### What is Lemmatization?

**Lemmatization** is a text preprocessing technique similar to stemming, but with a key difference: it reduces a word to its **lemma**, or root form, which is always a **valid word**. Unlike stemming, which uses algorithmic rules to chop off suffixes and might produce a non-existent word, lemmatization uses a dictionary-based approach to find the correct, grammatically meaningful root. For example, "goes" becomes "go," and "better" becomes "good."

### Lemmatization with NLTK

The NLTK library provides the **`WordNetLemmatizer`** class for this purpose. This class uses the WordNet corpus, a large lexical database of English, to find the correct lemma for a word.


#### Using the `WordNetLemmatizer`

The `lemmatize()` function takes two arguments: the **word** itself and its **part-of-speech (POS)** tag. By default, the POS tag is set to **'n'** (for noun).

In [9]:
words = ["eating", "eats", "eaten", "writing", "writes", "programming", "programs", "history", "finally", "finalized"]

In [None]:
import nltk
from nltk.stem import WordNetLemmatizer

# Download the WordNet corpus if you haven't already
nltk.download('wordnet')

[nltk_data] Downloading package wordnet to
[nltk_data]     C:\Users\sai\AppData\Roaming\nltk_data...
[nltk_data]   Package wordnet is already up-to-date!


True

In [13]:
lemmatizer = WordNetLemmatizer()

# Default behavior: POS is 'n' (noun)
print(f"'eating' (default): {lemmatizer.lemmatize('eating')}")
print(f"'goes' (default):   {lemmatizer.lemmatize('goes')}")
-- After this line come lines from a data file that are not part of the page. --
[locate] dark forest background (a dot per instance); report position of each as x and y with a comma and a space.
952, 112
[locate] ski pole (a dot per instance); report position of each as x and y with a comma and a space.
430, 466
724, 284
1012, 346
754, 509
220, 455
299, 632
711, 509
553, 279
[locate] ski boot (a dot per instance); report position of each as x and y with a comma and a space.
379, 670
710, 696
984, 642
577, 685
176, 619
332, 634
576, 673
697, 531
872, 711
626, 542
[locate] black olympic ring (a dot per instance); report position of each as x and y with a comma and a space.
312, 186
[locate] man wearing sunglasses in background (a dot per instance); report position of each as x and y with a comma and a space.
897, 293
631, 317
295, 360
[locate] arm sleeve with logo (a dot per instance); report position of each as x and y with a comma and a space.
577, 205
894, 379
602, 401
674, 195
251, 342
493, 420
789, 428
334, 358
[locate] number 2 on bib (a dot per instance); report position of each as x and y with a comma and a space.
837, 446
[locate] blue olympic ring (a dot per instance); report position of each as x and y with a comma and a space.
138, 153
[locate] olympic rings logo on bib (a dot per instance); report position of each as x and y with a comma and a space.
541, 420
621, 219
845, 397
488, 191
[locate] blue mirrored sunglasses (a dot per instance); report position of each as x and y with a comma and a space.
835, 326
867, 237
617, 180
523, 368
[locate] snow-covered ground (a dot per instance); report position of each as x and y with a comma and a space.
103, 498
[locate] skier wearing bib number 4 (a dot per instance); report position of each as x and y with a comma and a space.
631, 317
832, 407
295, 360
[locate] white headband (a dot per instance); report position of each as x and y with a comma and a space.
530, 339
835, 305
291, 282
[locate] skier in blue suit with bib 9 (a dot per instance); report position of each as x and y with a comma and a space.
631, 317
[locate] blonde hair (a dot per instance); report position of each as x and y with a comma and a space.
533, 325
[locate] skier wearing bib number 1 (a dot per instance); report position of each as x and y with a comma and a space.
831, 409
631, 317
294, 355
# Specifying the POS tag 'v' (verb)
print(f"'eating' (verb):    {lemmatizer.lemmatize('eating', pos='v')}")
print(f"'goes' (verb):      {lemmatizer.lemmatize('goes', pos='v')}")

'eating' (default): eating
'goes' (default):   go
'eating' (verb):    eat
'goes' (verb):      go


#### The Importance of POS Tags

As shown in the example, the **POS tag is crucial** for accurate lemmatization. If you don't provide a POS tag, the lemmatizer might fail to reduce a word. For instance, "eating" is not a noun, so when treated as one, it remains unchanged. However, when you specify its POS as a verb, the lemmatizer correctly reduces it to "eat."

The commonly used POS tags are:

  * **'n'**: Noun
  * **'v'**: Verb
  * **'a'**: Adjective
  * **'r'**: Adverb

Let's see this in a more comprehensive example:

In [14]:
print("--- Lemmatizing with default POS ('n') ---")
for word in words:
    print(f"{word:<12} -> {lemmatizer.lemmatize(word)}")

print("\n--- Lemmatizing with POS as verb ('v') ---")
for word in words:
    print(f"{word:<12} -> {lemmatizer.lemmatize(word, pos='v')}")

--- Lemmatizing with default POS ('n') ---
eating       -> eating
eats         -> eats
eaten        -> eaten
writing      -> writing
writes       -> writes
programming  -> programming
programs     -> program
history      -> history
finally      -> finally
finalized    -> finalized

--- Lemmatizing with POS as verb ('v') ---
eating       -> eat
eats         -> eat
eaten        -> eat
writing      -> write
writes       -> write
programming  -> program
programs     -> program
history      -> history
finally      -> finally
finalized    -> finalize


### Lemmatization vs. Stemming:

| Feature | **Stemming** | **Lemmatization** |
| :--- | :--- | :--- |
| **Method** | Algorithmic rules | Dictionary-based (e.g., WordNet) |
| **Output** | A **stem** (may not be a valid word) | A **lemma** (a valid word) |
| **Accuracy** | Lower; can produce incorrect results | Higher; context-aware |
| **Speed** | Faster; computationally less expensive | Slower; requires looking up words |
| **Use Case** | Information retrieval, simpler text analysis | Chatbots, summarization, or where grammatical correctness is critical |

### Use Cases and Performance

**Lemmatization** is a vital step in pipelines where preserving the original meaning of a word is paramount, such as in **Q\&A chatbots** and **text summarization**. Since it uses a dictionary to perform the lookup, it is **slower** than stemming. This trade-off between speed and accuracy is an important consideration when building an NLP application.